PR’s New Year’s Resolution should be labour honesty

2011 has been a year when PR agencies have finally rallied against the exploitation of the use of work placement people and interns on a freebie basis. Many have joined the PRCA in condemning the use of what amounts to slave labour and instead pledged to pay trainees a reasonable, albeit minimal, wage for something that benefits (or should benefit) both agencies and job-hunters.
2012 is a year when we should be going further as an industry. Yes it is likely to be a very bleak year. Yes profits will be thin at best for a lot of agencies. But equally, agencies need to stop propping up pressured profit lines by applying work experience people and interns to doing work that should really be done by an experienced staffer.


Even if we’re paying people rather than convincing them to work for free, it doesn’t mean we should be reliant on them for delivering client work.
PR is hardly alone in this regard. Many another marketing sector has relied on what amounts to very cheap if not unpaid labour to shore up its flabby nether regions.
And many PR agencies may deny that they do this. Even so, I write this on an early Monday afternoon and have already read three CVs today from would-be account execs who, despite the inevitable artistic licence, have been doing things during work experience stints at agencies that are if not account manager tasks then certainly senior account executive level. They require expertise, some experience and most of all judgement, and it’s unfair for someone other than a regular member of a team or a more experienced freelancer to be put in that position.
It’s great to expose trainees to work at the coalface. We should absolutely continue with work experience schemes, internships and apprenticeships that teach people things which they can realistically only ever learn on the job. But there is a line to be drawn between beneficial experience and passing too much of the work to someone who’s frankly out of their depth without armbands.
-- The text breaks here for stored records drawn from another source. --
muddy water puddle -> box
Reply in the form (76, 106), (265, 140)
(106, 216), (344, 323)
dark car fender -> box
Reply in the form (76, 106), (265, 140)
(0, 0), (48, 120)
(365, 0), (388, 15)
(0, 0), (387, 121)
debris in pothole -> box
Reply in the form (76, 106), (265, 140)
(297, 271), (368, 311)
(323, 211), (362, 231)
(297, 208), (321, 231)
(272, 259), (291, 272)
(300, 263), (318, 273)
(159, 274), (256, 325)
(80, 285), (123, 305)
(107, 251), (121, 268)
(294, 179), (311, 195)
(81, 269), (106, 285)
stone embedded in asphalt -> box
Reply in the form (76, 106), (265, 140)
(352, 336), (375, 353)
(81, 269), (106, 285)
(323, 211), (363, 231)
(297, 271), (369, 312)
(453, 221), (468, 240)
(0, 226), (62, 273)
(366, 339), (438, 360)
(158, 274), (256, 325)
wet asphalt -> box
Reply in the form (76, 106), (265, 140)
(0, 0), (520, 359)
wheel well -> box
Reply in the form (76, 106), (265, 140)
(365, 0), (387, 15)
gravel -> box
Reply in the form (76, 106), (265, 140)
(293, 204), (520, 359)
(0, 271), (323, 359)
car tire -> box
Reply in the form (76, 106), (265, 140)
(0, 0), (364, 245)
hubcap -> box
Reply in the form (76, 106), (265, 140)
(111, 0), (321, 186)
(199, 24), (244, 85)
It’s a risk for clients, and so a risk for agencies, and from what I’ve heard recently too many continue to play with fire.
In the meantime I shall plot some New Year’s Resolutions of my own. Proofreading my posts better, going easier on the points of contention and cheering the f*ck up up might be good ones to start with.

  • http://www.prsa.org/ Keith Trivitt

    Well said, Steve. The ethical use of interns is an issue that the global public relations profession, and indeed, much of the global business community, must address more vigorously in 2012. Certainly, the effort by the PRCA on this matter is admirable, as are other, more specific initiatives initiated by individual PR firms and in-house comms teams to stop hiring unpaid interns.

    Here in the US, we at the Public Relations Society of America have been equally exploring this growing issue.
    Earlier this year, we issued an update to our Code of Ethics (http://ow.ly/874tq), making it clear our belief that it is unethical to not provide some type of compensation — whether monetary or through college credit — to interns. We have further addressed this issue in a series of commentary pieces, including a letter to the editor of The New York Times (http://bit.ly/vVvZWN), imploring the American business community to take a hard look at this matter and to take steps to eradicate the use of unpaid interns.

    As we said in that NYT letter to the editor, we have a responsibility to prepare the next generation of professionals for more prosperous career prospects than ours. Hopefully, commentary such as yours will engender a more rigorous discussion with the profession that achieves this goal.